A Zelotes, deflagrada há duas semanas pela PF, identificou um
superesquema de fraudes no CARF que teria beneficiado grandes empresas e
bancos. Estima-se que pelo menos R$ 19 bilhões foram desviados dos
cofres públicos.
O Conselho é vinculado ao Ministério da Fazenda. Para a PF, a
organização criminosa influenciava e corrompia funcionários públicos,
conselheiros e servidores para cancelar ou reduzir valores de infrações
nos julgamentos de recursos dirigidos ao tribunal administrativo,
através da “conquista” dos votos de seus conselheiros.
“Vou perguntar um negócio. O Leonardo pediu para não colocar o
Frederico, tá certo? Deixa eu ver aqui o nome dela. Acho que é Carmem,
presidente. Mas ela mandou um e-mail se prontificando a ajudar. Pode
colocar ela no lugar do Frederico?”, pergunta a Jorge Celso um homem
ainda não identificado pela PF.
“Pode, pode. Você coloca a posição, para a gente não discriminar. [...]

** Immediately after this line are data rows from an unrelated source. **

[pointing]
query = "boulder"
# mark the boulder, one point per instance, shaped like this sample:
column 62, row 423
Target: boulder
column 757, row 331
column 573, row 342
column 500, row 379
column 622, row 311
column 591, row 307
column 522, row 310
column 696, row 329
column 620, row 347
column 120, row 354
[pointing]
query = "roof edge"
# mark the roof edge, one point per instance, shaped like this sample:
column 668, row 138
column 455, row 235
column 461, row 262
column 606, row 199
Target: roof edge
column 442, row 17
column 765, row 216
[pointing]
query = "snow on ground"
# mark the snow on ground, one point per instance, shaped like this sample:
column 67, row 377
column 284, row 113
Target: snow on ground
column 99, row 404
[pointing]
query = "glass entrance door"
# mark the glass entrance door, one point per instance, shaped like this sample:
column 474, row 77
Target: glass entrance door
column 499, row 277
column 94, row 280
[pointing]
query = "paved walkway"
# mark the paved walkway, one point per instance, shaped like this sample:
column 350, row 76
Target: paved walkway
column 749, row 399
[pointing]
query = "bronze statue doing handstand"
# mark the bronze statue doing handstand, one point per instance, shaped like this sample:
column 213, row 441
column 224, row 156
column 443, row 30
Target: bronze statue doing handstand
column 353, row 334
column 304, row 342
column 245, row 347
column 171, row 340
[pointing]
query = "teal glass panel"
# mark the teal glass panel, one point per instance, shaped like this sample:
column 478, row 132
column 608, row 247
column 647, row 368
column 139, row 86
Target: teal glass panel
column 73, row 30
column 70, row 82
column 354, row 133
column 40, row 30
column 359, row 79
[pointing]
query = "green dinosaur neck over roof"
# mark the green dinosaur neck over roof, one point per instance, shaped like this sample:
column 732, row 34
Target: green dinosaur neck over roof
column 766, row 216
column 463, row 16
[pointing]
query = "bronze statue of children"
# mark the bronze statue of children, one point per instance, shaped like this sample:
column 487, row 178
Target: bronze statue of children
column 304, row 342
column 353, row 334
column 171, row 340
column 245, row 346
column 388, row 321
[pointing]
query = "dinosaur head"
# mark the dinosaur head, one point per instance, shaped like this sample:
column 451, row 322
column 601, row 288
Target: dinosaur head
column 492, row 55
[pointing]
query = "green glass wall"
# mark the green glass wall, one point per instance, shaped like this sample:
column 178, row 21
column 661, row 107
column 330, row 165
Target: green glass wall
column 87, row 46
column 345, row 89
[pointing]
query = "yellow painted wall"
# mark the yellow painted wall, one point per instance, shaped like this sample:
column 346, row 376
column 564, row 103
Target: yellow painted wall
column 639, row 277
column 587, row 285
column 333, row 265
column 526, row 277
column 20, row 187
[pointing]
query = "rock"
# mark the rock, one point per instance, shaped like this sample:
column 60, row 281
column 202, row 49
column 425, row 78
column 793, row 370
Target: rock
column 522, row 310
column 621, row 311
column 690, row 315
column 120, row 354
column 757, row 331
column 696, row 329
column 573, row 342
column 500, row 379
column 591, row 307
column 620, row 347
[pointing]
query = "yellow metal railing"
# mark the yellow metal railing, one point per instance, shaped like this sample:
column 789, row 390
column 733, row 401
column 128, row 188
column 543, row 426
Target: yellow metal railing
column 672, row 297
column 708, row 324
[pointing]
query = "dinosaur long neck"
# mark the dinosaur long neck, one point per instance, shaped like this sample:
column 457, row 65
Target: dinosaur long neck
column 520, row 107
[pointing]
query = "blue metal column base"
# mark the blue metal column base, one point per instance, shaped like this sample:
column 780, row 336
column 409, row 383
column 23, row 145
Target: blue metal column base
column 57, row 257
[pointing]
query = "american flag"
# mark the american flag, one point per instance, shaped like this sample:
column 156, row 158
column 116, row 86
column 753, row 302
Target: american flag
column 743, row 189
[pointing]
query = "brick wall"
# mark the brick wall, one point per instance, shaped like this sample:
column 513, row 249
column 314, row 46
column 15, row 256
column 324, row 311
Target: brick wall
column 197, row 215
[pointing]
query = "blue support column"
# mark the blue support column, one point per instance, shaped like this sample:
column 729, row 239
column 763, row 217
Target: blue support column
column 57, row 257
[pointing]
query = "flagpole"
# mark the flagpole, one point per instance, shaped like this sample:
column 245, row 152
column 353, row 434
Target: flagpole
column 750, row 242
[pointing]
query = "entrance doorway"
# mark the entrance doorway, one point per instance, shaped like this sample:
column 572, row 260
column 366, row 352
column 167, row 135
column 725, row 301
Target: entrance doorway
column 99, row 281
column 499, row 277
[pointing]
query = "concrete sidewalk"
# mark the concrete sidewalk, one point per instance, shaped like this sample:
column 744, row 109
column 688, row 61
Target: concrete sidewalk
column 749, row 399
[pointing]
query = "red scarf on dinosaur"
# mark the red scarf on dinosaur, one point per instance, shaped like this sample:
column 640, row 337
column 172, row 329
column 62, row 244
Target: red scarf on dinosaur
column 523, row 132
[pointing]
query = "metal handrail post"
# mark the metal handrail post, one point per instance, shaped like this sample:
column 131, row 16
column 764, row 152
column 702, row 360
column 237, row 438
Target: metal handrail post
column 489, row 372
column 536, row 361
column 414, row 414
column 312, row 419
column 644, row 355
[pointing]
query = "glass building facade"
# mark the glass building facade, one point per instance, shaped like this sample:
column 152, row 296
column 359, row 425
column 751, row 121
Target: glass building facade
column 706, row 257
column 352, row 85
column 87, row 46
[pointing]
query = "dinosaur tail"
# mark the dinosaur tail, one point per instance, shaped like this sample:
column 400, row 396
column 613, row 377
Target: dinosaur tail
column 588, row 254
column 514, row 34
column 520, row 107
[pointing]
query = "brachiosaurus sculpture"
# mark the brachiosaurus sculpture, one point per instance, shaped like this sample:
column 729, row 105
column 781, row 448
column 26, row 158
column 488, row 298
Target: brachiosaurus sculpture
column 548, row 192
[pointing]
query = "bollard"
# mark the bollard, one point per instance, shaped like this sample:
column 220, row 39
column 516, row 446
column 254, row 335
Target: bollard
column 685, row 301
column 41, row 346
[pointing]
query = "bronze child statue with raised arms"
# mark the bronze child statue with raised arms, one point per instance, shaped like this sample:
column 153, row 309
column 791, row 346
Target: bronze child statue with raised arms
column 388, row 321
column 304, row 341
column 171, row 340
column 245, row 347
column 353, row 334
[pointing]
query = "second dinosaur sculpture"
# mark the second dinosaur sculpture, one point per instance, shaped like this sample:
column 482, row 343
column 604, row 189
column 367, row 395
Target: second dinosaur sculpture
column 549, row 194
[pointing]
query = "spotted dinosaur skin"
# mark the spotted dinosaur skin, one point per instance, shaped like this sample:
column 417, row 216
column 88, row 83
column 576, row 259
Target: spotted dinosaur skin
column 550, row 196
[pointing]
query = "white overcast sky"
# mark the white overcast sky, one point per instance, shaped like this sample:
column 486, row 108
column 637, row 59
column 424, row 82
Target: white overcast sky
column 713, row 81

Se você quiser, a gente bota para compor. Eu não sei nem se ele é da
turma especial, porque ela está botando processo, né? Para ficar bem
democrático. Se ela quiser, tudo bem. Se não, tudo bem”, responde o
ex-conselheiro em ligação interceptada em 31 de outubro de 2014.
A conversa dura pouco mais de dois minutos.
“Tá bom, ela (Carmem) mandou um e-mail aqui para mim dizendo que se prontificava a ajudar”, prossegue o interlocutor.
“Você diz assim: olhe, nós combinamos assim. Agora, dependendo do seu
grau de satisfação, dependendo do seu grau de trabalho aí, como é que
está. Para nós é bom, entretanto, estaria facultado. Faz aquela
algaroba, querendo e não querendo, né?”, ensina o ex-conselheiro.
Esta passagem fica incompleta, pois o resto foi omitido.